Но ведь фелзенцам не нужен был Пауль, чтобы узнать, что я здесь. У них много всяких связей. Гарлемская полиция могла бы уже сообщить им обо мне. Или Франс. Или же Ан и Тинка. У них есть десятки способов, чтобы разузнать, где я нахожусь.

Я отгоняла мысль, которая все настойчивее возвращалась ко мне. Английская разведка и гестапо… Мне казалось, будто я подслушиваю различные голоса во мне самой. Сбрасывают старый костюм и надевают новый… Однако тайные сведения остаются в голове.
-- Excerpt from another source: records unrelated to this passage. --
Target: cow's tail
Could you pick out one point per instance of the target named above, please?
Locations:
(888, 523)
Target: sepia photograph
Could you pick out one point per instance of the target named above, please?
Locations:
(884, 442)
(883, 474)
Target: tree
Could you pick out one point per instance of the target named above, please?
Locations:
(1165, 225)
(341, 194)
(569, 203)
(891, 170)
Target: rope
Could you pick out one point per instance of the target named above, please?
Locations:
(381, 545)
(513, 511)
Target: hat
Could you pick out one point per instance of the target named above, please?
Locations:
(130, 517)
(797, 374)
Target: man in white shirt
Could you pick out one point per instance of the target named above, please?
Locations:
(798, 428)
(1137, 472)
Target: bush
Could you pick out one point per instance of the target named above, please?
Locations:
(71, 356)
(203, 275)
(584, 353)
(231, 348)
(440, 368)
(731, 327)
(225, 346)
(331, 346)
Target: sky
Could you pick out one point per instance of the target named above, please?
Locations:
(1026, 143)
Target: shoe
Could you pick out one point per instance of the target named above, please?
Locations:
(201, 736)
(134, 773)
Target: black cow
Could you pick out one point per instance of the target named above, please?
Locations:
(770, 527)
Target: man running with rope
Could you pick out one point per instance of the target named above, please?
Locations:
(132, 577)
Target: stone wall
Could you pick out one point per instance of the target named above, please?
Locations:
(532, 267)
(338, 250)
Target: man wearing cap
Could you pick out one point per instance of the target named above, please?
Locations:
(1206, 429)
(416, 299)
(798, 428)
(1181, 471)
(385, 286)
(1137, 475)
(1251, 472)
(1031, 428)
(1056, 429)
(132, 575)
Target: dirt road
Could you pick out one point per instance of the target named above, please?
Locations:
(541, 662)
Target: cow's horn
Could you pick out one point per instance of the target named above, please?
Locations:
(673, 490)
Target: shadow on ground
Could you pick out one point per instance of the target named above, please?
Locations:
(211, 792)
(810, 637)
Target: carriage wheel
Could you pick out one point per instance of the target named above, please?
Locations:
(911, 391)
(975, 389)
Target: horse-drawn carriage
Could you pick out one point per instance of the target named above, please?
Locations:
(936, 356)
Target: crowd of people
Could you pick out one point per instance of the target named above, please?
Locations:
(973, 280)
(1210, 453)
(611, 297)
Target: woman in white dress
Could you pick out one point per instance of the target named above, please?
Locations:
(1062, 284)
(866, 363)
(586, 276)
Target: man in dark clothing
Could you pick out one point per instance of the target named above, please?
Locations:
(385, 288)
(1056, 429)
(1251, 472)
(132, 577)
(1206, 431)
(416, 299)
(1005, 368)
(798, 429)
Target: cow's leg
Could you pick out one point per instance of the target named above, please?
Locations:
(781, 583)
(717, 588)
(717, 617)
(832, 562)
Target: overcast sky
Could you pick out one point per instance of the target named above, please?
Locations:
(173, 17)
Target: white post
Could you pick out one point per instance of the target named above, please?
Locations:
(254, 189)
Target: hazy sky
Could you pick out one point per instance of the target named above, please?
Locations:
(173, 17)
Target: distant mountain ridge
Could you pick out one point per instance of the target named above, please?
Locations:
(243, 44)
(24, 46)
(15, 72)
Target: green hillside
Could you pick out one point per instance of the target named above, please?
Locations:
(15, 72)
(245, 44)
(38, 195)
Есть люди, которые слишком много знают от обеих сторон. Они должны исчезнуть… Фелзенскому штабу известны способы, какими можно ликвидировать человека, хотя они знают также, как вырвать заключенного из тюрьмы. Они точно знают, как это сделать; и они точно знают, кого надо спасти, а кого нет. «Что за шутки, в самом деле, они разыгрывают?» — услышала я возмущенный девичий голос. Три девушки-коммунистки никогда не учились разыгрывать подобных шуток. Они лишь помогали фелзенцам это делать, не понимая, какую они ведут игру. От этих дум я в первый раз в тюрьме провела ночь без сна.

Это казалось невероятным, но это было так: мысль, против которой я боролась, не только все объясняла. Она же убила все надежды.

вернуться

109

Это опять ты! (нем.).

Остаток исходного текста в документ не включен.